Participants were recruited from a London HIV service between 2020 and 2022. Cervical samples from those sexually active were analysed for hrHPV (Cepheid GeneXpert) and cytology, and, if abnormal, a referral was made to colposcopy. Serum samples were tested for antibodies against HPV6/11/16/18/31/33/45/52/58. A self-reported questionnaire including HPV vaccination history was completed.
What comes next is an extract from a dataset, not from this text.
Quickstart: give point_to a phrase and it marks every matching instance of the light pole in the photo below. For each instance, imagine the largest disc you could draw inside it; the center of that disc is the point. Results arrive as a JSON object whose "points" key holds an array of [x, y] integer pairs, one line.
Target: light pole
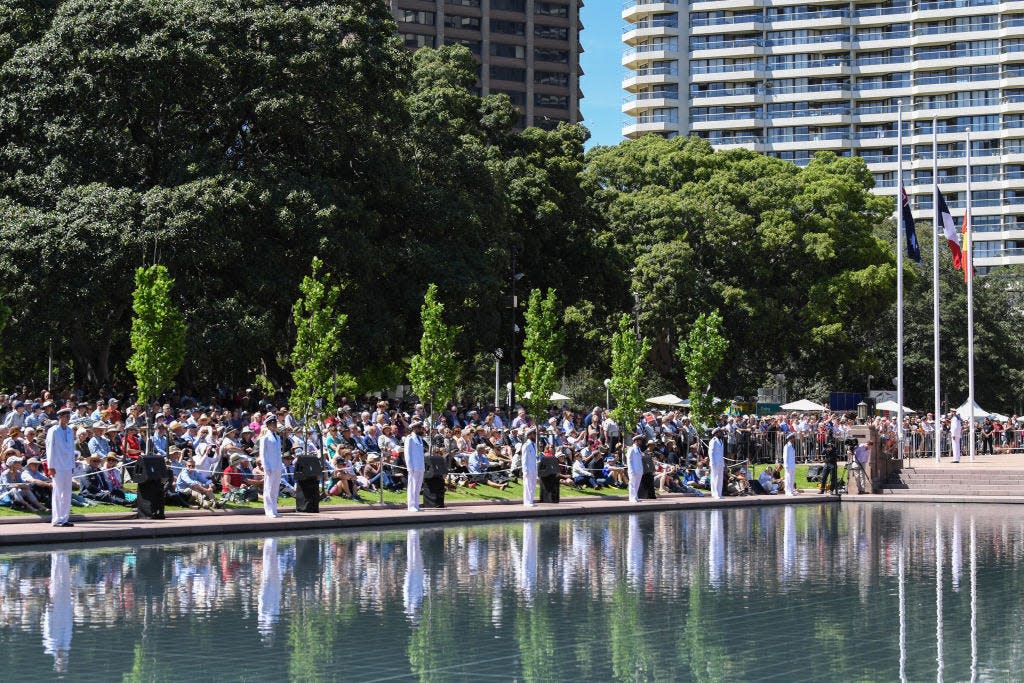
{"points": [[515, 276], [498, 369]]}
Fifty-seven people were recruited with a median age of 25 years (range 18-34). Of those providing a cervical sample, 15/47 (32%) were hrHPV-positive and 12/40 (30%) had abnormal cytology; 1/17 referred for colposcopy had CIN2 (6%); 7/15 (47%) with hrHPV were below the national screening age of 24.5 years (range 19-23), and 9/15 (60%) reported previous HPV vaccination. No vaccinated participants had hrHPV16/18. Of those vaccinated, 37/39 (95%) were seropositive for HPV16 and 30/39 (77%) for HPV18. Two vaccinated participants were seronegative for HPV16/18; both had detectable HIV viral loads and CD4 counts <200 cells/μL at recruitment.
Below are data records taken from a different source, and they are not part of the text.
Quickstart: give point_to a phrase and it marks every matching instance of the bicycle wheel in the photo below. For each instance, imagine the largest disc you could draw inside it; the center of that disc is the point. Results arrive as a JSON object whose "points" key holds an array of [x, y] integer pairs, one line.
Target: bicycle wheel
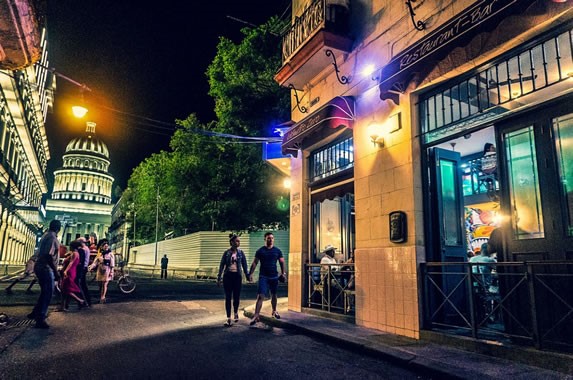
{"points": [[126, 284]]}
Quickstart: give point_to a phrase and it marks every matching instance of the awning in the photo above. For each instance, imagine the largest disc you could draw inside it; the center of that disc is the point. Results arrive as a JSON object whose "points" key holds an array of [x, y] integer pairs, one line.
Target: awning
{"points": [[419, 59], [335, 115]]}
In this small observational study we identified a 32% prevalence of cervical hrHPV. Cervical screening and HPV vaccination remain vital in this group, with further data required to inform screening guidelines for this population.
人乳头瘤病毒(HPV)相关宫颈癌在HIV感染者中的发病风险更高,尽管抗逆转录病毒药物治疗、强化宫颈筛查和HPV疫苗接种已至少部分降低了这一风险。围生期感染HIV者可能因终身免疫抑制以及疫苗效力可能降低而仍处于较高风险中。在这项针对围生期感染HIV的宫颈人群的研究中,我们探究了宫颈高危型HPV(hrHPV)的流行率及HPV血清学状态。
2020年至2022年间从伦敦一家HIV服务机构招募参与者。对有性活动者的宫颈样本进行hrHPV(赛沛GeneXpert)检测和细胞学检查,若结果异常,则转诊至阴道镜检查。检测血清样本中针对HPV6/11/16/18/31/33/45/52/58的抗体。完成一份包括HPV疫苗接种史的自我报告问卷。
招募了57人,中位年龄为25岁(范围18 - 34岁)。在提供宫颈样本的人中,15/47(32%)为hrHPV阳性,12/40(30%)细胞学检查异常;转诊至阴道镜检查的1/17中有1例为CIN2(6%);15例hrHPV感染者中有7/15(47%)低于全国筛查年龄24.5岁(范围19 - 23岁),9/15(60%)报告曾接种HPV疫苗。接种疫苗者中无人感染hrHPV16/18。在接种疫苗者中,37/39(95%)HPV16血清学阳性,30/39(77%)HPV18血清学阳性。两名接种疫苗者HPV16/18血清学阴性;两人在招募时HIV病毒载量均可检测到且CD4细胞计数<200个/μL。
在这项小型观察性研究中,我们发现宫颈hrHPV流行率为32%。宫颈筛查和HPV疫苗接种在该人群中仍然至关重要,需要更多数据来为该人群的筛查指南提供依据。